The news the Venezuela is actually defaulting on its electric company bonds is hardly a surprise. Yet 1 year credit default swaps on Venezuela and their energy company PDVSA skyrocketed!
(Bloomberg) — Venezuela’s state electricity company was declared in default by Wilmington Trust, the trustee for the company’s bonds.
Electricidad de Caracas owed investors $27.6 million in interest payments on the notes due in April of next year. Its 30-day grace period expired on Thursday.
The $650 million of bonds had fallen to an all-time low of 23 cents on the dollar, showing that investors perceived them as the riskiest notes maturing during the next year in the world’s riskiest nation.

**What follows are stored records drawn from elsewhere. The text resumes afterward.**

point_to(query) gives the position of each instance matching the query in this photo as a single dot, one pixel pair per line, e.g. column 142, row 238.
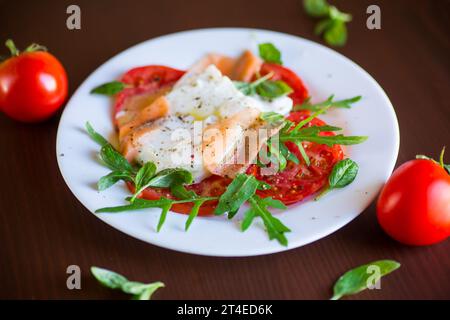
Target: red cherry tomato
column 287, row 75
column 414, row 205
column 33, row 85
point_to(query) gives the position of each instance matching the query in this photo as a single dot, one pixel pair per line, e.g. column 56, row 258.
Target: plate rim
column 327, row 231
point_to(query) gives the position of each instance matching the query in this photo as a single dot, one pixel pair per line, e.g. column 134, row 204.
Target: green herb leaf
column 145, row 174
column 336, row 34
column 344, row 172
column 143, row 178
column 194, row 212
column 272, row 117
column 356, row 280
column 113, row 280
column 333, row 25
column 345, row 103
column 269, row 53
column 97, row 137
column 237, row 192
column 110, row 88
column 114, row 160
column 168, row 177
column 249, row 88
column 109, row 279
column 316, row 8
column 273, row 89
column 275, row 228
column 110, row 179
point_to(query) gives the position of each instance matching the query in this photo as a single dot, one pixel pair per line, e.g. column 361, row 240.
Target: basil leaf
column 272, row 117
column 148, row 291
column 343, row 173
column 356, row 280
column 336, row 34
column 167, row 177
column 114, row 160
column 110, row 88
column 162, row 218
column 193, row 213
column 245, row 87
column 108, row 278
column 110, row 179
column 97, row 137
column 322, row 26
column 273, row 89
column 345, row 103
column 113, row 280
column 316, row 8
column 144, row 175
column 237, row 192
column 269, row 53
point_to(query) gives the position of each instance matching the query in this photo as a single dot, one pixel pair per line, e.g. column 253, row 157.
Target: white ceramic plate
column 324, row 72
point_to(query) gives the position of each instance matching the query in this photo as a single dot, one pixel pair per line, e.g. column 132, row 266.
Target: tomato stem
column 441, row 157
column 12, row 48
column 35, row 47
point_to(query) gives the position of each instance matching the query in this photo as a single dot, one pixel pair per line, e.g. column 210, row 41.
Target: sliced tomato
column 212, row 186
column 282, row 73
column 299, row 181
column 147, row 79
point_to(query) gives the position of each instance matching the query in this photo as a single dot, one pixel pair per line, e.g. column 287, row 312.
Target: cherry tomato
column 298, row 181
column 282, row 73
column 33, row 84
column 414, row 205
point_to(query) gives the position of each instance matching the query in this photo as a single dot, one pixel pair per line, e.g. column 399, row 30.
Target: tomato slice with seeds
column 299, row 181
column 145, row 80
column 287, row 75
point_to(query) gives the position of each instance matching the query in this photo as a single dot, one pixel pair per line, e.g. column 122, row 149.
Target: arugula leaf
column 269, row 53
column 344, row 172
column 274, row 227
column 113, row 280
column 97, row 137
column 114, row 160
column 109, row 88
column 279, row 153
column 273, row 89
column 441, row 163
column 194, row 212
column 316, row 8
column 111, row 178
column 167, row 177
column 327, row 140
column 272, row 117
column 345, row 103
column 237, row 193
column 356, row 280
column 143, row 178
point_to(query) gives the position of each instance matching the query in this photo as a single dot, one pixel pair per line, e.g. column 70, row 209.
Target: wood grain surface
column 43, row 228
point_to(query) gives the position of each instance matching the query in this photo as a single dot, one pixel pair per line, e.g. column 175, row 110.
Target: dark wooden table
column 43, row 228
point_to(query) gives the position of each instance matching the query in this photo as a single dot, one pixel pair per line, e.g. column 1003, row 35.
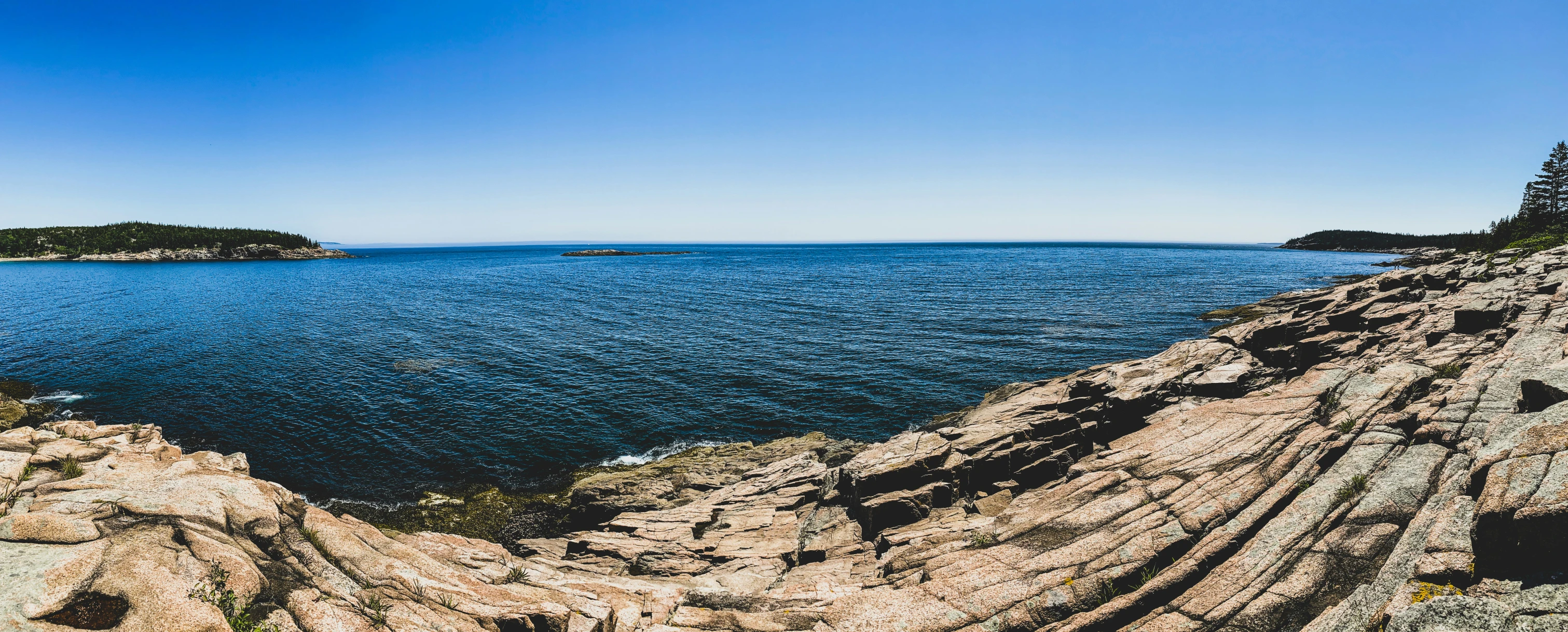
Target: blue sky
column 778, row 121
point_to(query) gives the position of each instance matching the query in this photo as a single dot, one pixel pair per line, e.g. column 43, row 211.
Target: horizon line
column 342, row 245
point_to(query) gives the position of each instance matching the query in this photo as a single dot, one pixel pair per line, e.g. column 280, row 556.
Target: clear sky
column 778, row 121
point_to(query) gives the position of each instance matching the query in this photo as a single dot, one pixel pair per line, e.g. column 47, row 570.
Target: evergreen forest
column 1542, row 222
column 137, row 237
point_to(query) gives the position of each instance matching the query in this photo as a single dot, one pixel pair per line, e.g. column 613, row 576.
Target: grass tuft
column 1106, row 592
column 516, row 574
column 1148, row 573
column 1355, row 487
column 375, row 611
column 218, row 593
column 984, row 540
column 70, row 468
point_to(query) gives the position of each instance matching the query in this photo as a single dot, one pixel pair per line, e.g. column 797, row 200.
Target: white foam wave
column 336, row 504
column 57, row 397
column 659, row 454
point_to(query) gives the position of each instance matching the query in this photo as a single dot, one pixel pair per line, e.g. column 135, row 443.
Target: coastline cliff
column 1382, row 455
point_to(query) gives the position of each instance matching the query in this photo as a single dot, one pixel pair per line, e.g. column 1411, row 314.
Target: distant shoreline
column 252, row 253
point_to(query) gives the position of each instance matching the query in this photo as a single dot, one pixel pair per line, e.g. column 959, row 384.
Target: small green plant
column 516, row 574
column 375, row 611
column 1106, row 592
column 1355, row 487
column 222, row 596
column 982, row 540
column 70, row 468
column 1147, row 574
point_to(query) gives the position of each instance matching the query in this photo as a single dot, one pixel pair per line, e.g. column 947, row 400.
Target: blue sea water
column 438, row 367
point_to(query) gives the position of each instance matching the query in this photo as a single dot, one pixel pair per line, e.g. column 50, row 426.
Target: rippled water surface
column 418, row 369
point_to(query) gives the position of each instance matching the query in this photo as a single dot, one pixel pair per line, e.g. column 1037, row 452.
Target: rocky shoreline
column 195, row 255
column 1388, row 454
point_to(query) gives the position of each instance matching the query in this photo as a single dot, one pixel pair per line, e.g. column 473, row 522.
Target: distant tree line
column 137, row 237
column 1544, row 212
column 1541, row 223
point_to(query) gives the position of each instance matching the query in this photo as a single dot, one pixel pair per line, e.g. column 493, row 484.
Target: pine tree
column 1550, row 190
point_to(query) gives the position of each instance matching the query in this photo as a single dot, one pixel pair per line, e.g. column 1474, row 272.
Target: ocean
column 402, row 370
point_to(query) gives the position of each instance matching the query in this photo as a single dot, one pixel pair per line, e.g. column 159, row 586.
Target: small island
column 614, row 253
column 145, row 242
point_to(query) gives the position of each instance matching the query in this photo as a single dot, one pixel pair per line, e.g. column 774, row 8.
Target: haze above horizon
column 643, row 123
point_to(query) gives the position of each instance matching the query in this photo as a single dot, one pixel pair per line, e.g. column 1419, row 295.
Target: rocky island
column 143, row 242
column 1388, row 454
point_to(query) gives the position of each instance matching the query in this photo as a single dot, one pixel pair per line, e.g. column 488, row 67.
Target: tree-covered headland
column 1542, row 222
column 137, row 237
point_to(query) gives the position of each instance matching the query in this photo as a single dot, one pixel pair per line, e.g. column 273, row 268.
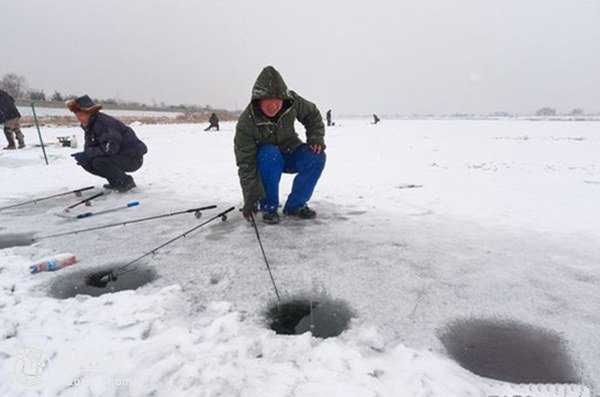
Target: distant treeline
column 18, row 88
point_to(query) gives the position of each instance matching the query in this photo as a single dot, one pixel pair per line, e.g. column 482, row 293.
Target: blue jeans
column 272, row 163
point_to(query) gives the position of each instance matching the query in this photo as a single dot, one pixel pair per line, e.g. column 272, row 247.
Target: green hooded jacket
column 254, row 129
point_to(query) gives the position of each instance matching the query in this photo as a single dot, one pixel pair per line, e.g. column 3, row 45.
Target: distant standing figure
column 214, row 122
column 111, row 148
column 10, row 117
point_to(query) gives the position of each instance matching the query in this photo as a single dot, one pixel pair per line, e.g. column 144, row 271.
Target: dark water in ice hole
column 293, row 316
column 509, row 351
column 74, row 283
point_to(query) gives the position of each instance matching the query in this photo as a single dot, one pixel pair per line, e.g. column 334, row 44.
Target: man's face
column 83, row 117
column 271, row 106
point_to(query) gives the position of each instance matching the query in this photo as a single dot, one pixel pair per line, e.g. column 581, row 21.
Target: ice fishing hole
column 294, row 316
column 9, row 240
column 509, row 351
column 74, row 283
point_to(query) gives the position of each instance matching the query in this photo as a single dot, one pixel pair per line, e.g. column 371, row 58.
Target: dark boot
column 20, row 138
column 10, row 139
column 126, row 186
column 303, row 212
column 271, row 218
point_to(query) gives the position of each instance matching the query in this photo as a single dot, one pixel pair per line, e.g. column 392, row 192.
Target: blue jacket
column 107, row 136
column 8, row 110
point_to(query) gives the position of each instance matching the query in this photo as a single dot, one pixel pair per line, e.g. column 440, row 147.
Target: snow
column 44, row 111
column 502, row 227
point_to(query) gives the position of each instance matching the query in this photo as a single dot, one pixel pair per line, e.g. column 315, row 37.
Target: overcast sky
column 394, row 56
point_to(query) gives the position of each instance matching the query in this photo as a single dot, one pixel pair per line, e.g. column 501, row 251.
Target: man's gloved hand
column 79, row 157
column 249, row 210
column 316, row 148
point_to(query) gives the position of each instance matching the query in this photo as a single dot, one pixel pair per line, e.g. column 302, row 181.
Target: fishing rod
column 77, row 193
column 197, row 213
column 86, row 201
column 89, row 214
column 102, row 278
column 253, row 221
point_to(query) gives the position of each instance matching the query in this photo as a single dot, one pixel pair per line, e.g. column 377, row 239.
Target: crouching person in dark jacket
column 111, row 148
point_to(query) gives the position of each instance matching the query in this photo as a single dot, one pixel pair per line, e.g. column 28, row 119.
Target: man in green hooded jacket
column 266, row 145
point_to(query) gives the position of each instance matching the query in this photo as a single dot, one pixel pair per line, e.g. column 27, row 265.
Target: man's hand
column 317, row 149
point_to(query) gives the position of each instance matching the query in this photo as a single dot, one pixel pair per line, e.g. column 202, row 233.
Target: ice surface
column 505, row 228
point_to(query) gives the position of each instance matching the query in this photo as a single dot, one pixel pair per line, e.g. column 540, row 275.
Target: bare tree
column 546, row 111
column 37, row 95
column 57, row 97
column 577, row 112
column 15, row 85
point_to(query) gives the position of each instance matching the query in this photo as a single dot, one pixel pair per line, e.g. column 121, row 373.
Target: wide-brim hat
column 83, row 104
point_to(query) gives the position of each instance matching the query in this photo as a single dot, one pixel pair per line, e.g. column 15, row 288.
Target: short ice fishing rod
column 77, row 192
column 253, row 221
column 102, row 278
column 197, row 213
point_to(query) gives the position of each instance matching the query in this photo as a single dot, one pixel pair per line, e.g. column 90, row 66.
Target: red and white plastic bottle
column 54, row 263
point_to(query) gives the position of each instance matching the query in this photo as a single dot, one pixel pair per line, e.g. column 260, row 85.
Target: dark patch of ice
column 322, row 316
column 509, row 351
column 9, row 240
column 74, row 283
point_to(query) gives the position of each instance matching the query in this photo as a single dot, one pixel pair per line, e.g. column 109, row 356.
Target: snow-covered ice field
column 45, row 111
column 503, row 223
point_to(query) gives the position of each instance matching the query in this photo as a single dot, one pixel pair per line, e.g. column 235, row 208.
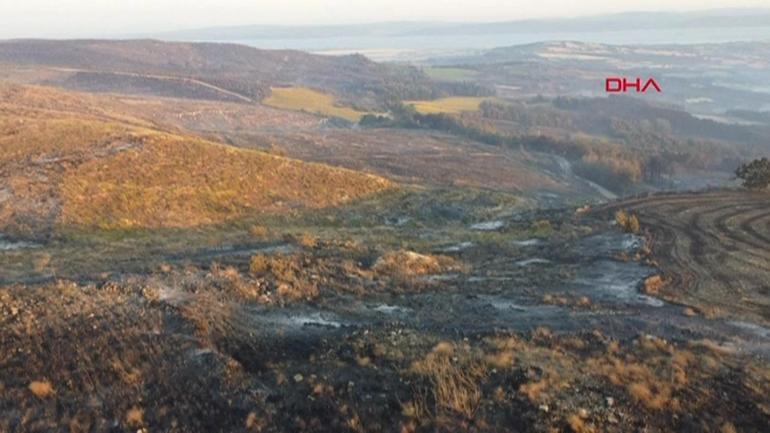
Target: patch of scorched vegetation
column 311, row 101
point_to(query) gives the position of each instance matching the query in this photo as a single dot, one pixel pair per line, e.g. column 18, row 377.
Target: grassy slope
column 451, row 105
column 450, row 74
column 74, row 164
column 174, row 181
column 309, row 100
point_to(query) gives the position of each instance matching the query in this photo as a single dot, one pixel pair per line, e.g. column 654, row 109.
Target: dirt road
column 714, row 249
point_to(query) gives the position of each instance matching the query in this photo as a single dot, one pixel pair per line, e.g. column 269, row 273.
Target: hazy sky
column 69, row 18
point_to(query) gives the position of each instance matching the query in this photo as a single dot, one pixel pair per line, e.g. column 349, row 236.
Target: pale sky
column 75, row 18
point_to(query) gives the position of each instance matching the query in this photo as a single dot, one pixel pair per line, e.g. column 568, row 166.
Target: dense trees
column 756, row 174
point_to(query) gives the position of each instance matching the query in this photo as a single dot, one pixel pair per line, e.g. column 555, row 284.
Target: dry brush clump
column 405, row 263
column 291, row 276
column 452, row 376
column 628, row 222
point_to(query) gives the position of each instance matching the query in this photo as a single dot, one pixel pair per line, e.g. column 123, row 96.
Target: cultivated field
column 713, row 248
column 310, row 101
column 453, row 105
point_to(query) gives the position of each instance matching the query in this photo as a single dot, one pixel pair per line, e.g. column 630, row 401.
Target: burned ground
column 415, row 319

While a default by the state oil company Petroleos de Venezuela, and possibly even the sovereign, could lead creditors to try to lay claim to the crude producer’s assets, Elecar, which PDVSA bought a decade ago, has nothing for overseas investors to seize.
“The Issuer’s failure to pay the overdue interest on the Notes on or before
November 9, 2017 constitutes an Event of Default under Section 5.1(ii) of the Indenture,” Wilmington Trust wrote in the letter to bondholders.
Some traders had long suspected that the bond could be a candidate for selective default because it contains no cross default clauses with PDVSA or sovereign notes. While bondholders may try to establish an “alter-ego” argument, that would most certainly be a lengthy legal battle.
The reaction in the CDS market?
Hey, at least Venezuelan oil prices are rising!